I just read the news about Let's Encrypt wanting to stop supporting OCSP and it leaves me puzzled because OCSP is the newer technology that was invented after CRLs had proven to be unfit for the task. Even with the browsers supplying the CRLs in "shards" it is still megabytes of plain list data that needs to be constantly updated. Even more, the load and privacy issues have already been solved by stapling. There even is an extension, OCSPMustStaple, that could be utilized to force everyone to use it. It seems to me like the obvious way forward (aside from DANE, the true PKI fix), but now Let's Encrypt comes around with CRLs again. So what's wrong with stapling?
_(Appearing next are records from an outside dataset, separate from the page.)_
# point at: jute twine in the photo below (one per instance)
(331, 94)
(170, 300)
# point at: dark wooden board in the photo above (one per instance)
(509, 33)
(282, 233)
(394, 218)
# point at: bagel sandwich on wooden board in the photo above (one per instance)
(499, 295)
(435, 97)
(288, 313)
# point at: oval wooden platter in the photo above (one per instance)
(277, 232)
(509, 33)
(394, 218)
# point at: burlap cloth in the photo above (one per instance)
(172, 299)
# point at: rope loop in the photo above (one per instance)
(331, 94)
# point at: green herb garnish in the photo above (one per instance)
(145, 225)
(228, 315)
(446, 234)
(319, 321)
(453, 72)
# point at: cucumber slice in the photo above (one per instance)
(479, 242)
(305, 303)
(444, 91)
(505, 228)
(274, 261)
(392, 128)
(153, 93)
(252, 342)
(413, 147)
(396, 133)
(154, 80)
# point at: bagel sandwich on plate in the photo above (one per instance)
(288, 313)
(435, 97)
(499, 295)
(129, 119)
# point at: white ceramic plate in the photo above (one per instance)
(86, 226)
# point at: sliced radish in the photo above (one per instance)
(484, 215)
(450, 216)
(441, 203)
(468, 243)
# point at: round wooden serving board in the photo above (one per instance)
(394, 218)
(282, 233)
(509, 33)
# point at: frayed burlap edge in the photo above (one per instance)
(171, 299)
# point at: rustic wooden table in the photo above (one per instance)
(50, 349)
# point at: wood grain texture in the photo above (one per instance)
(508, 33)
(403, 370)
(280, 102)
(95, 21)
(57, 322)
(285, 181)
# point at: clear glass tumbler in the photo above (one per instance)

I think Idea is now CRL as is but browsers collect it and create their own compressed filter format
like Introducing CRLite: All of the Web PKI’s revocations, compressed - Mozilla Security Blog
Kind of being discussed here as well: What will happen to Must-Staple
Anyway, you are right on pretty much every point. But LE still feels that OCSP is unnecessary operational complexity. (I don't buy their privacy argument though, because any privacy problem is the fault of the end user clients / relying parties, not the CAs operating OCSP responders.)
Indeed, shutting down OCSP makes the privacy benefits of stapling -- and the possibility of automatic server-side detection of revoked certificates for the purposes of replacing them -- impossible. (And no, ARI is not a complete replacement either, because ARI does not tell you the specific information that a cert is being revoked, does not tell you why it was revoked, and only ... 2, I think? CAs currently implement ARI. My fear is that other CAs will continue to follow LE's lead and discontinue their OCSP services too, if LE can get away with it.)
It's all a distraction though. I think we should just leave revocation alone -- it's broken -- until cert lifetimes are shorter (< 7 days).
It also puts even more power in the hands of browser vendors for no good reason, and I think that a public interest CA like Let's Encrypt should ask their users before implementing such drastic changes.
Well, browser vendors have always been able to (and already do) ship their own CRLs. It's basically how they control which certificates to trust (or distrust, rather). Some will even ignore OCSP staples with a status of "Valid" because they think they know better.
(Did I say revocation was broken? It's broken.)
Some?
Not the same test but I created a cert with must-staple. I did NOT setup my nginx server to staple. SSL Labs confirmed the staple option on the cert and that it was not actually stapled.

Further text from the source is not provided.